After obfuscating anassembly, just use to re-sign the “sn.exe” tool this way:
sn.exe -R assembly.exe your_sns.pfx
Tags: .NET, Phoenix Protector
May 26th, 2009 at 15:19
Thank you for your excellent work. I have tried the Phoenix Protector. The names obfuscation is using “?” and numbers.
I also look the source code from “http://www.tallpdf.net/” using reflector. I think invisible character will be better.
when i re-sign my assmbly:
sn.exe -R assembly.exe your_sns.pfx
sn report an error. I will post the message tomorrow.
May 27th, 2009 at 04:31
Thank you!
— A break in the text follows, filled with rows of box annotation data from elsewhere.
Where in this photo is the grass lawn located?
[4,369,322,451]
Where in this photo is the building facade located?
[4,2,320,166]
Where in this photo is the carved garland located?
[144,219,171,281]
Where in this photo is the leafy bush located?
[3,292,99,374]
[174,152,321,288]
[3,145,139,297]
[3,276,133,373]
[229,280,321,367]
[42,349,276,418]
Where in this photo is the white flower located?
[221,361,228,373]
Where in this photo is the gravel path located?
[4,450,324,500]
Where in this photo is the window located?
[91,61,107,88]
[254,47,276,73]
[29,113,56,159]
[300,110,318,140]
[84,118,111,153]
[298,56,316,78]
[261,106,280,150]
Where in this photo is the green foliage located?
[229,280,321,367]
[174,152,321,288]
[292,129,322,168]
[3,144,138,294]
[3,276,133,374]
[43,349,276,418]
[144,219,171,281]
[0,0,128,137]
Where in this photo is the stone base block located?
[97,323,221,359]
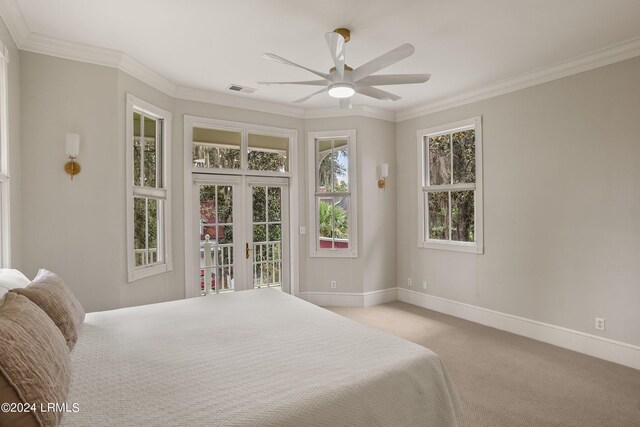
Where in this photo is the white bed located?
[62,289,459,426]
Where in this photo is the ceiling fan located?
[258,28,431,108]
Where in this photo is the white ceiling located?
[11,0,640,111]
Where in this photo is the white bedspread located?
[62,289,459,426]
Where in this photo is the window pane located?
[218,225,233,245]
[333,197,351,249]
[332,140,349,192]
[316,197,333,249]
[133,197,147,267]
[133,112,142,186]
[147,199,160,264]
[451,129,476,184]
[316,140,334,193]
[133,197,160,267]
[192,127,242,169]
[216,185,233,224]
[252,187,267,222]
[318,197,349,249]
[267,187,282,221]
[428,135,451,185]
[451,191,475,242]
[427,191,449,240]
[253,224,267,242]
[142,117,159,187]
[247,134,289,172]
[269,224,282,242]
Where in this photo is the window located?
[418,117,483,253]
[191,120,291,175]
[126,94,172,282]
[0,42,11,268]
[307,130,358,258]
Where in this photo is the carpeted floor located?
[330,302,640,427]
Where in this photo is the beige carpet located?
[331,302,640,427]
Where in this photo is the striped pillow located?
[11,268,84,350]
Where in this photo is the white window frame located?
[182,114,300,298]
[307,129,358,258]
[125,94,173,283]
[0,42,11,268]
[417,116,484,254]
[185,115,297,178]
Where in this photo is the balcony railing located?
[133,248,158,266]
[200,240,282,294]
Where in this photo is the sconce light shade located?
[67,133,80,159]
[380,163,389,179]
[378,163,389,189]
[64,133,80,180]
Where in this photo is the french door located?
[193,175,290,294]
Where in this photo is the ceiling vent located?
[227,84,256,93]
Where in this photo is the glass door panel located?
[250,184,288,290]
[199,184,235,295]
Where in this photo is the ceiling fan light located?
[329,83,356,98]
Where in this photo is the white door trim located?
[244,176,292,293]
[183,115,300,298]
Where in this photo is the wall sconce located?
[378,163,389,189]
[64,133,80,180]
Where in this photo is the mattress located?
[62,289,459,426]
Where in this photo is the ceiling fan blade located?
[356,86,400,101]
[258,80,328,86]
[262,53,329,79]
[351,43,416,83]
[293,88,327,104]
[325,32,344,81]
[340,98,351,108]
[358,74,431,86]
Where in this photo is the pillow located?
[0,292,71,427]
[0,268,30,298]
[11,268,84,350]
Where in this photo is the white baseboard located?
[300,288,398,307]
[397,288,640,369]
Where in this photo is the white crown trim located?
[304,105,396,122]
[173,86,304,118]
[0,0,640,122]
[396,37,640,122]
[0,0,31,48]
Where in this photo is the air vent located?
[227,84,256,93]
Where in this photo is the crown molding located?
[5,0,640,122]
[396,37,640,122]
[174,86,304,118]
[0,0,31,49]
[304,105,396,122]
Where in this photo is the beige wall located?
[21,52,396,311]
[18,46,640,344]
[396,58,640,345]
[0,19,22,269]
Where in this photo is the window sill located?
[309,249,358,258]
[129,264,173,283]
[418,240,484,254]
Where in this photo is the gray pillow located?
[11,268,84,350]
[0,292,71,427]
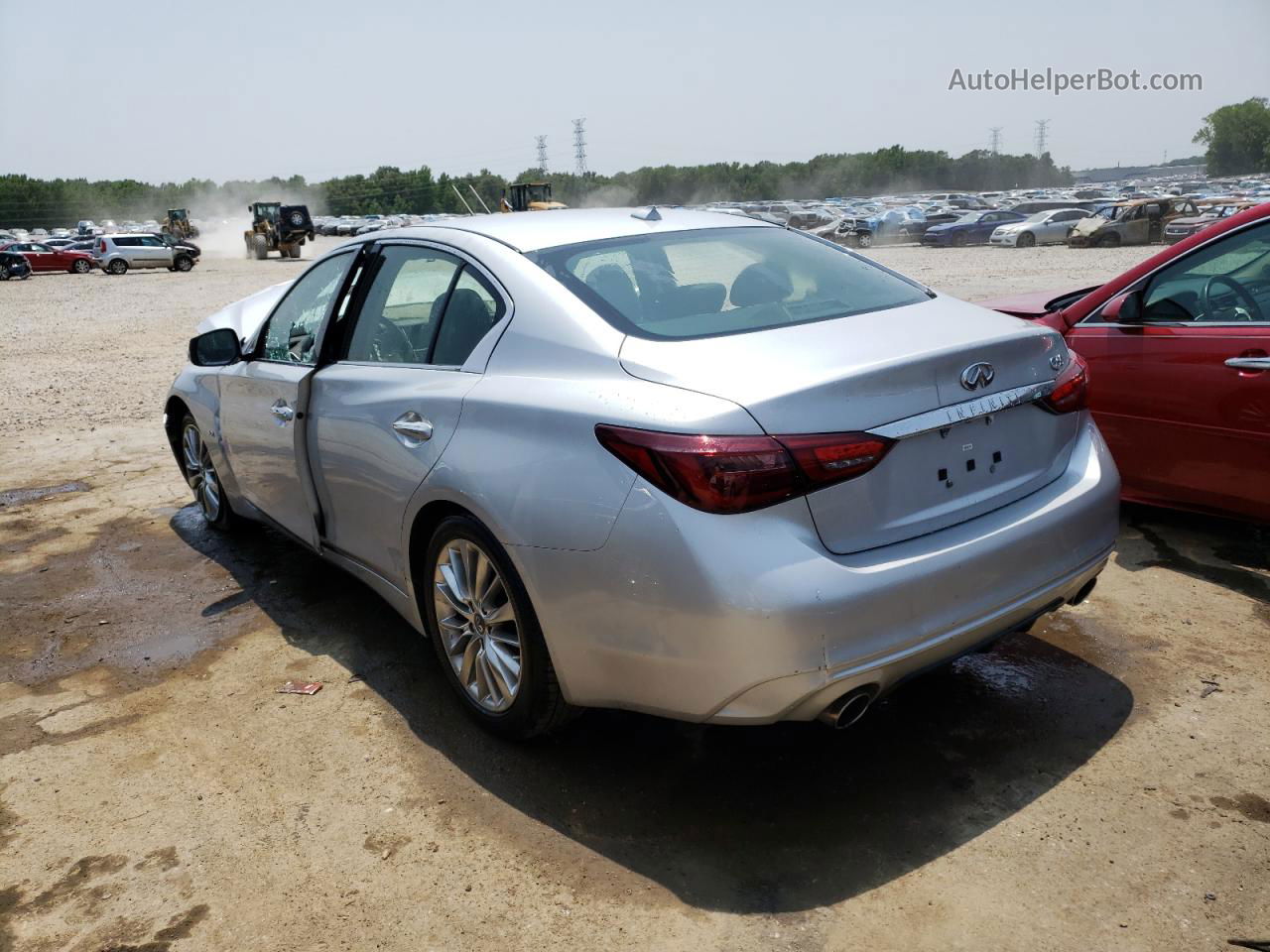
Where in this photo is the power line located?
[572,118,586,178]
[1036,119,1049,159]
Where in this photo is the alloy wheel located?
[181,425,221,523]
[433,538,523,713]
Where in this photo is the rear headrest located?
[730,262,794,307]
[586,264,640,317]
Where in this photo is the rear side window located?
[344,245,504,367]
[528,227,927,339]
[344,245,462,363]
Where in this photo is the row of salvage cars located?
[164,198,1270,738]
[811,198,1255,248]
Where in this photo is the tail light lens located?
[595,424,890,513]
[1040,350,1089,414]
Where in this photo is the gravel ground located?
[0,233,1270,952]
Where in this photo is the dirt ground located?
[0,233,1270,952]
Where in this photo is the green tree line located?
[0,146,1072,227]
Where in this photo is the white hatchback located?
[92,235,196,274]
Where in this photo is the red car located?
[979,204,1270,523]
[0,241,92,274]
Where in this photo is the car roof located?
[363,205,777,251]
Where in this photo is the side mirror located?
[190,327,242,367]
[1102,291,1143,323]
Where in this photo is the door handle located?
[1225,357,1270,371]
[393,410,432,445]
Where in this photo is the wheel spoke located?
[441,545,471,604]
[437,565,472,620]
[471,545,498,607]
[458,639,480,689]
[182,426,202,477]
[433,536,523,713]
[485,641,521,694]
[485,599,516,625]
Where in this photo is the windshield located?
[528,227,927,339]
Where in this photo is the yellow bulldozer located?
[500,181,569,212]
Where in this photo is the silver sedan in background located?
[165,209,1119,736]
[988,208,1089,248]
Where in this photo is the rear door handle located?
[393,410,432,445]
[1225,357,1270,371]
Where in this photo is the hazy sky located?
[0,0,1270,181]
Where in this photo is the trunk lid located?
[621,298,1077,553]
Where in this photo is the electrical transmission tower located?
[572,119,586,178]
[1036,119,1049,159]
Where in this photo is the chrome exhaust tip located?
[1067,576,1098,606]
[816,684,874,730]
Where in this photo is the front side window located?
[260,253,355,364]
[528,227,927,339]
[1143,222,1270,323]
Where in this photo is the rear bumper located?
[511,414,1120,724]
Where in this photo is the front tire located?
[416,516,572,739]
[181,414,234,532]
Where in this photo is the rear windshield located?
[528,227,927,337]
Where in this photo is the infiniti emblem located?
[961,361,997,390]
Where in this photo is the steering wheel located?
[1201,274,1264,321]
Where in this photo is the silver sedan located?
[165,209,1119,736]
[988,208,1089,248]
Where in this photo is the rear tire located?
[414,516,575,739]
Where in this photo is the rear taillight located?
[1040,350,1089,414]
[595,424,890,513]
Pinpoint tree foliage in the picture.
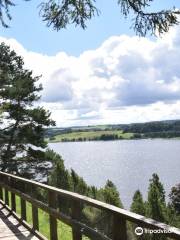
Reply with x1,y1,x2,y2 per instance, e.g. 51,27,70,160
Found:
0,43,54,173
0,0,180,36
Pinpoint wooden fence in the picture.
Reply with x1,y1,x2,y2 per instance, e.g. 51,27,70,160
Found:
0,172,180,240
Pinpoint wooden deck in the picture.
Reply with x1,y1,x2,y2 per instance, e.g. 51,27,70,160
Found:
0,204,38,240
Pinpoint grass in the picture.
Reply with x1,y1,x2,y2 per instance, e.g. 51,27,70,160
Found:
5,195,74,240
49,130,134,142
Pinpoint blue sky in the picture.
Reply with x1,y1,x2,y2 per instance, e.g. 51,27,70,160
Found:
0,0,180,126
0,0,179,56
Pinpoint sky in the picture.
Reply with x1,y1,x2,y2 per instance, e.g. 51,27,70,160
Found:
0,0,180,127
I have 3 dll assembly, they are all strong name signed. Afer protected, two of them can be opened using Red Get’s .NET reflector (can re-sign ), But one can not open with error: Invalid public key size, and can not re-sign:
Failed to read token from assembly — The public key from assembly ‘ABC.dll’ was invalid.
Can you help me?
May 27th, 2009 at 04:35
The difference is the ABC.dll is COM Visible, ad ABC.dll reference other two assembly.
May 28th, 2009 at 14:27
Hello, I honestly have no idea what the problem might be. It might have to do something with alignment or so. Check if the same space for the signature is mantained in the protected assembly.
October 27th, 2009 at 18:13
Work great on the GUI, however, it doesn’t work well with command line. For example, the -p option will takes any files without any errors, and even with the right proj.ppe file, it didn’t convert the obfuscate the assembly. Every time the code is compiled, it seems to change the checksum value stored in the ppe file. As a result, because of the mismatch checksum, the assembly does not obfuscate. Please help.
October 27th, 2009 at 23:28
The checksum is not there for code obfuscation, it should work without problems. Many people use the Phoenix Obf through command line, of course you have to pass a valid .ppe file, which you can create through the GUI.
November 7th, 2009 at 20:13
hi, your obfuscator works principially very well with my assemblies , but when the code is recompiled, it ignores all exclusions I made to a specific assembly, even if the assembly did not change in code (maybe the checksum did?): when i reopen a phoenix project file which references the new compiled assembly, the items of the exclusion list aren’t checked any more…
Why not identify the excluded items via user readable reflection name ?
Using v1.7.0.1
November 8th, 2009 at 12:14
Yes, it’s because of the checksum. I didn’t do so because of lack of time and since the development was never continued I didn’t add this very important feature. I know it’s annoying, but it’s not possible for me to improve that tool right now.
November 8th, 2009 at 14:32
that’s a pity, because your obfusecator is the only one (of all common known commercial and free I’ve tried so far) which works with ALL of my assemblies, including even WPF ones ! (but the latter only with exclusion list…).
November 16th, 2009 at 10:03
Is it capable of adjusting the names in assemblies if the references were obfuscated?
December 19th, 2009 at 20:46
Hi,
I am tried using Phoenix Protector for Windows Mobile assemblies. I did not work.
WM ignores those assemblies. The software shuts down without any error message.
Can anybody help? Did I have a wrong setting somehow?
December 20th, 2009 at 04:29
As far as I know Devon, it never worked on win mobile. I have never tested it, and I hadn’t the time to. It’s probably due to a format/alignment/limitation of the compact framework. Or probably it wants some ARM specific stuff in the executable which I don’t provide.
January 26th, 2010 at 06:25
I ran the app on an old version of an exe I saved from a build about six months back and it ran fine. I tried to run it on the current version of the same exe that I just built from VS2008 and it says, “Couldn’t protect “myapp.exe”. What are the typical reasons for this? Can I troubleshoot this?
Thanks
January 26th, 2010 at 09:45
I actually have no idea. I mean I can’t tell by this description.